Between January and June 2011, PE investments in real estate reached $444 million, 47 per cent higher than the investments made in 2010 during the same period.
And, most of the investments are coming from realty-focused funds, says a joint report brought out by Ficci and Ernst & Young.
Luxury housing, it notes, has taken a backseat and affordable housing is gaining momentum due to the liquidity tightening by the Reserve Bank of India.
Between March 2009 and November 2010, developers sold more than 40 million sq ft of mid-income residential property in the National Capital Region alone.
"On the residential front," notes Rajiv Kumar, secretary-general of Delhi-based Ficci, "the sector will face significant shortage of homes for the mid-income group. This has become a priority for the government."

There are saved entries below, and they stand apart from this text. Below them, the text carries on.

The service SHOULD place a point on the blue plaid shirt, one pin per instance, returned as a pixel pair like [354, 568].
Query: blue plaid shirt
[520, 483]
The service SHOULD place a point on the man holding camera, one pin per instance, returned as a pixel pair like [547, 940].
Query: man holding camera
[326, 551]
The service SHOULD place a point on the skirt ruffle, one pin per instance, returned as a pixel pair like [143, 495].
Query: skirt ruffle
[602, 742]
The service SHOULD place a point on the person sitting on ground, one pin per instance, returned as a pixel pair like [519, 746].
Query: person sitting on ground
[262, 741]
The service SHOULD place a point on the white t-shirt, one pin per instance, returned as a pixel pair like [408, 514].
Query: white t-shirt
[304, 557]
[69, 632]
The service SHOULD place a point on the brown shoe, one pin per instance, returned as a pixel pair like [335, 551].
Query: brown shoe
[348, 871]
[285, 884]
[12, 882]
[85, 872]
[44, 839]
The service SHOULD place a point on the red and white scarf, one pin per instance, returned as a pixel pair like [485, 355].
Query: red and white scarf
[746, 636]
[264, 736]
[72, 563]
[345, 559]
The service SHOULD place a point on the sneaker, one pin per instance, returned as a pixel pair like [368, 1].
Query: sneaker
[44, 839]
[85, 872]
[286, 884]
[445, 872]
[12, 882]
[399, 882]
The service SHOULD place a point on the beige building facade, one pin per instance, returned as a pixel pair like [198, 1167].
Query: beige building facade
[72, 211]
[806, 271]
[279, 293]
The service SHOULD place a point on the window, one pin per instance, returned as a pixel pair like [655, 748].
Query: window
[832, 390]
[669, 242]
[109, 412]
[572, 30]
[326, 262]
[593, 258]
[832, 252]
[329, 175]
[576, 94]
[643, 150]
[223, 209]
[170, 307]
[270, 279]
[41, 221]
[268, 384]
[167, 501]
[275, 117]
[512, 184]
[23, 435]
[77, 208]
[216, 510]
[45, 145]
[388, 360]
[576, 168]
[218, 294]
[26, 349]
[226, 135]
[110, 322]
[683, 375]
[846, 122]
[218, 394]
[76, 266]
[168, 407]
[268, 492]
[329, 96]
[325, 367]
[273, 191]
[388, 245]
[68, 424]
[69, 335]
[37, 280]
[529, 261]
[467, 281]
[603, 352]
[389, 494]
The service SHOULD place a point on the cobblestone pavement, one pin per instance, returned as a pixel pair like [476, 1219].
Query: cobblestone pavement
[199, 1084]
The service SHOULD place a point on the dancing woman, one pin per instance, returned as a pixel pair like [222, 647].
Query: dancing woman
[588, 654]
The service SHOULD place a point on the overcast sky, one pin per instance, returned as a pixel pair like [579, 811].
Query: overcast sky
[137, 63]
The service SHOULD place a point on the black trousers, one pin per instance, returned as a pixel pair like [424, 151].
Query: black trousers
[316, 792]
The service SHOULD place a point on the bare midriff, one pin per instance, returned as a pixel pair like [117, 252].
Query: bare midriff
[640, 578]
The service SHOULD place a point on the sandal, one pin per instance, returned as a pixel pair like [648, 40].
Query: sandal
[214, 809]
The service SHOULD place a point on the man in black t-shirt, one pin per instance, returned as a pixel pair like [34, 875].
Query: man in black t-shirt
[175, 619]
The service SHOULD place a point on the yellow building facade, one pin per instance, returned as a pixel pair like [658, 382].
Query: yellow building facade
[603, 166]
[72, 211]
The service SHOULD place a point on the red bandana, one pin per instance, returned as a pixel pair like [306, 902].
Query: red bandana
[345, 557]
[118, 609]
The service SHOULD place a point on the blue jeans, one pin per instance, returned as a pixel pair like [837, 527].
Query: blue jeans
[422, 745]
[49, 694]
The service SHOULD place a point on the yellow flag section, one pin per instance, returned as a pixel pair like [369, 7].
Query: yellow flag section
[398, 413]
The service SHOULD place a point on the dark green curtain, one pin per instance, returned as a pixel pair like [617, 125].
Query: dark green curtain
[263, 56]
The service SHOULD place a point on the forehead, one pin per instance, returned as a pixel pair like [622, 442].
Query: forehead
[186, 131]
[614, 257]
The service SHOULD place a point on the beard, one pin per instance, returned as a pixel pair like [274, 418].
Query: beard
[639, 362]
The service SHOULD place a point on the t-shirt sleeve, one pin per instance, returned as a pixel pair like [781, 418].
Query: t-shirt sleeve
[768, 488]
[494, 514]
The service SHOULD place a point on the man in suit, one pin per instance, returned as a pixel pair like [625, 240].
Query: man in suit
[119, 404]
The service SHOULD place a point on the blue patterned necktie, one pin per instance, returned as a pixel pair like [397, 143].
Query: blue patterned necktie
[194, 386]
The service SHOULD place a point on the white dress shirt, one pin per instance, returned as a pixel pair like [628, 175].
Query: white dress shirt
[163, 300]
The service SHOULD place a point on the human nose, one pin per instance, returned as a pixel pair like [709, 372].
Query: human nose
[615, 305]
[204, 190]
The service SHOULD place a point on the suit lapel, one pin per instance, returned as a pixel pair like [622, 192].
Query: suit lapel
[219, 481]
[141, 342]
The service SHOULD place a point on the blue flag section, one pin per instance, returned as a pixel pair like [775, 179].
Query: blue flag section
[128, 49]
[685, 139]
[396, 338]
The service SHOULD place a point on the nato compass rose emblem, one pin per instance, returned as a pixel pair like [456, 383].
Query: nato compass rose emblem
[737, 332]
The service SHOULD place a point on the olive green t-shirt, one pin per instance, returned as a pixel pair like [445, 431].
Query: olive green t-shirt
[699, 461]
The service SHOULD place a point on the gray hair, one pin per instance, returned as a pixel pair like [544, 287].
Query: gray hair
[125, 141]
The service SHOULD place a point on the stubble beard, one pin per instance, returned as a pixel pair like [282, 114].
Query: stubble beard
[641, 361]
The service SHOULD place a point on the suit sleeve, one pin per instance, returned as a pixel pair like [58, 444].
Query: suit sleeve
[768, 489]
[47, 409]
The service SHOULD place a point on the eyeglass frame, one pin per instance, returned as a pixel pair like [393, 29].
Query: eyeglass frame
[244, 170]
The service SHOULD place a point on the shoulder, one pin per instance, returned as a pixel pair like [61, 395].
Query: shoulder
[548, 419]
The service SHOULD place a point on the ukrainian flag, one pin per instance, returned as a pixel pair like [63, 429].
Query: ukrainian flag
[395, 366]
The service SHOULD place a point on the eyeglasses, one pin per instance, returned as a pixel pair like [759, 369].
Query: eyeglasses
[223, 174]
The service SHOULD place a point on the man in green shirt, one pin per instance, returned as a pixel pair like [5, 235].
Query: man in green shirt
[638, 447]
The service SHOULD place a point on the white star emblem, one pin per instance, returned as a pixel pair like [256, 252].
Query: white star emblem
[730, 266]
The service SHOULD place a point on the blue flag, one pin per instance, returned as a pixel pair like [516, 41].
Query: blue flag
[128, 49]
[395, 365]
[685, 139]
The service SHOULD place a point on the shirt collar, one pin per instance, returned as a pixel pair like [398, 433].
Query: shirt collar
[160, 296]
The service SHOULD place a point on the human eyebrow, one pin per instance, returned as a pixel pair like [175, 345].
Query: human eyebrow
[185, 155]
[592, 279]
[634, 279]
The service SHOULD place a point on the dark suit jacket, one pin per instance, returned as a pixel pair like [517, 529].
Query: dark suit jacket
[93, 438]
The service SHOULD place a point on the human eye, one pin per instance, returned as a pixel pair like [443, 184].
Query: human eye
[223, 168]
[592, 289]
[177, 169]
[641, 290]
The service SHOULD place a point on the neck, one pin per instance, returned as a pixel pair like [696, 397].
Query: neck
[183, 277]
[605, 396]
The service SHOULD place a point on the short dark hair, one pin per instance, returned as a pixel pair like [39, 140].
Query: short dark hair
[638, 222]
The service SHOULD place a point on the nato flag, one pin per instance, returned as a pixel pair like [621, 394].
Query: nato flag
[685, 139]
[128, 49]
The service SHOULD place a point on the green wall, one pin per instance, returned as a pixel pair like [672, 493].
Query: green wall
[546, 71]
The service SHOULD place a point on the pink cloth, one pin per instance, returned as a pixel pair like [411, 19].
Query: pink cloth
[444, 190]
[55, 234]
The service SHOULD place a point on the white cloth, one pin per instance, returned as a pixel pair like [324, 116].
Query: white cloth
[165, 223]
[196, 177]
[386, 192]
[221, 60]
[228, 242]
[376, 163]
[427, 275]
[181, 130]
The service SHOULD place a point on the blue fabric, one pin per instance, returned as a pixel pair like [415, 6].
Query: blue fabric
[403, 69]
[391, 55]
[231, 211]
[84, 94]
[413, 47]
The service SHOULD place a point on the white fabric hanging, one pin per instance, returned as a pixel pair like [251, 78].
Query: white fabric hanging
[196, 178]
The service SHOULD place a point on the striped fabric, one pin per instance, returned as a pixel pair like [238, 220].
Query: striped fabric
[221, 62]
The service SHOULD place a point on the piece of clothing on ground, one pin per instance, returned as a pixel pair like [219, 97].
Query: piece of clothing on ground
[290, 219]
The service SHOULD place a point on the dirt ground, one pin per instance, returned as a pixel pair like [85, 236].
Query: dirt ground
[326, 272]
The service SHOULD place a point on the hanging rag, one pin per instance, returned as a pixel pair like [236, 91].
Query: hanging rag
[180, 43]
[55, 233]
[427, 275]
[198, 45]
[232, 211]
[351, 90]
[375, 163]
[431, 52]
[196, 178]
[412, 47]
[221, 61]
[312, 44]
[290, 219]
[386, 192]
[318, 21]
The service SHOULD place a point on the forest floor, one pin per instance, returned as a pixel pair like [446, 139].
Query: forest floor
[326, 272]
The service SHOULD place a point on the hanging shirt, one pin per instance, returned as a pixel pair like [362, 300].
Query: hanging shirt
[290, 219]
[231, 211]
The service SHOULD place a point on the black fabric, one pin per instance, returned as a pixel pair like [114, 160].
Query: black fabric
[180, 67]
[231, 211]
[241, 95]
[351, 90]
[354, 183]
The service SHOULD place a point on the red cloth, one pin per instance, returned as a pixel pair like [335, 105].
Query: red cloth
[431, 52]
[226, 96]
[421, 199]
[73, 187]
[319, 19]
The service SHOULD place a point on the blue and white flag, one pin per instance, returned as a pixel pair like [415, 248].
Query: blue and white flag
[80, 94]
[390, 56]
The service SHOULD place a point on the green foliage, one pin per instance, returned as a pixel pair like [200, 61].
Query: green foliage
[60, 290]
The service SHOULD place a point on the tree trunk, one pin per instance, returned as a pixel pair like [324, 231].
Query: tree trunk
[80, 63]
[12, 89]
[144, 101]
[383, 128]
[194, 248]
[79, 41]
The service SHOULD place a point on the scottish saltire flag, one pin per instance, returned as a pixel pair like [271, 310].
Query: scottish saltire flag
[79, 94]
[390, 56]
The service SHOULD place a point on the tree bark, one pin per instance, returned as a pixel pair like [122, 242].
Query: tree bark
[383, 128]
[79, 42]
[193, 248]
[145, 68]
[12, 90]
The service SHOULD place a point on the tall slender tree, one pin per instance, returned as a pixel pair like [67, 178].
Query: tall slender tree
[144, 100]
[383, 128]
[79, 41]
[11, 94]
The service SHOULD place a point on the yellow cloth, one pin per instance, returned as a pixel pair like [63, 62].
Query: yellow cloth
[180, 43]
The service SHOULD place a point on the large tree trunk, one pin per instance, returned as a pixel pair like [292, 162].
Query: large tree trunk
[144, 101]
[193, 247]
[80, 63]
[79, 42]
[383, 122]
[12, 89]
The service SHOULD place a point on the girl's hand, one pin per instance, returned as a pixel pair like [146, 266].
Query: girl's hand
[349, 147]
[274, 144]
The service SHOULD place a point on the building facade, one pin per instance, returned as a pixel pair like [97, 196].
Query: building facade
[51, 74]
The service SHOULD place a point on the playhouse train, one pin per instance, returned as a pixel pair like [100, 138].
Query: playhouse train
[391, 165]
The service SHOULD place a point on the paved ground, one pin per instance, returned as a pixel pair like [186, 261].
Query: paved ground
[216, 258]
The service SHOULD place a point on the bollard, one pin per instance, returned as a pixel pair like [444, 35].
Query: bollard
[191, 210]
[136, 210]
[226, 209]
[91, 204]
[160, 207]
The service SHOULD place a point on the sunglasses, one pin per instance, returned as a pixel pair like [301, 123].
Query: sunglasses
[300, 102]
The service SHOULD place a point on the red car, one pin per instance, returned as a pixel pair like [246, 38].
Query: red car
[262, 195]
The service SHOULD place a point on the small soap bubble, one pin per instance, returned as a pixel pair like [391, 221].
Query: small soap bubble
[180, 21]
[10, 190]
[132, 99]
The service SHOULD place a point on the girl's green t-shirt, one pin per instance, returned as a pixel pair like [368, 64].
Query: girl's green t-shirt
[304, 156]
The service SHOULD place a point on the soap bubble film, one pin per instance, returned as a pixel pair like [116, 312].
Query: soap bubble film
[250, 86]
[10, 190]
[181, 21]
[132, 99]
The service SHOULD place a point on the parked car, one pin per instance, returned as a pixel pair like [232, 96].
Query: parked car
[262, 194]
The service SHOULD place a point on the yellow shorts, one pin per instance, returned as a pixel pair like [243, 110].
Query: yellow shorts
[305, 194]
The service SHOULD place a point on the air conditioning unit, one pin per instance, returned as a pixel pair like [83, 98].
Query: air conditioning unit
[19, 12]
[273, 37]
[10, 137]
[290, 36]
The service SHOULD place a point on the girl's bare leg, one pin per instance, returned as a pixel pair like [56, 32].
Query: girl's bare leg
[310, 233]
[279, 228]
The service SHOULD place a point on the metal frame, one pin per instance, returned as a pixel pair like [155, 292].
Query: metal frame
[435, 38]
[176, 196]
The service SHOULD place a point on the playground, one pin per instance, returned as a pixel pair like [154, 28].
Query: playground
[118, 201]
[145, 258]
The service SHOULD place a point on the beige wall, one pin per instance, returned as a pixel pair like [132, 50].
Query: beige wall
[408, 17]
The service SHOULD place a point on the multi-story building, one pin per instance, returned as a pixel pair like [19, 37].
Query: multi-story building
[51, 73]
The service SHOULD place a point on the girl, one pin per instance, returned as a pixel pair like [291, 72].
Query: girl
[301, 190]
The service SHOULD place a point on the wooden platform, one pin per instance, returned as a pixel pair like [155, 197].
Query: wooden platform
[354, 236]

Property price was to climb further on the back of rising raw material cost, labour shortage and rising interest cost, which is putting pressure on the profit margins of the developers, the report
said.
The latter increase would not only increase the monthly payment, but also increase the cost of construction, ultimately impacting the selling price of apartments.
The industry is grappling with a labour shortage of about 30 per cent.
The situation is expected to worsen in the next decade when demand is expected to rise three-fold.
"Real estate prices have peaked, exceeding the pre-recession rates in some markets," says Ajit Krishnan, partner & real estate & infrastructure leader of London-headquartered Ernst & Young, which has member firms in more than 140 countries.
The report has added that possible FDI in multi-brand retail would lead to increase in rentals.
While consumer spending has increased, rentals continue to remain under pressure due to excessive supply.
Bengaluru is set to witness increase in rental due to lowest vacancy rate and over-supply, while Noida may not experience an increase in rentals due to high vacancy rates.
As per the report, Mumbai and Delhi are the undisputed leaders in all forms of real estate, but due to scarcity of land, rising rentals and capital value, developers and industries are targeting Kolkata, Pune and even tier II cities such as Mysore, Chandigarh and Jaipur.
To make malls attractive amid an oversupply market, luxury and theme-based outlets are increasingly gaining momentum.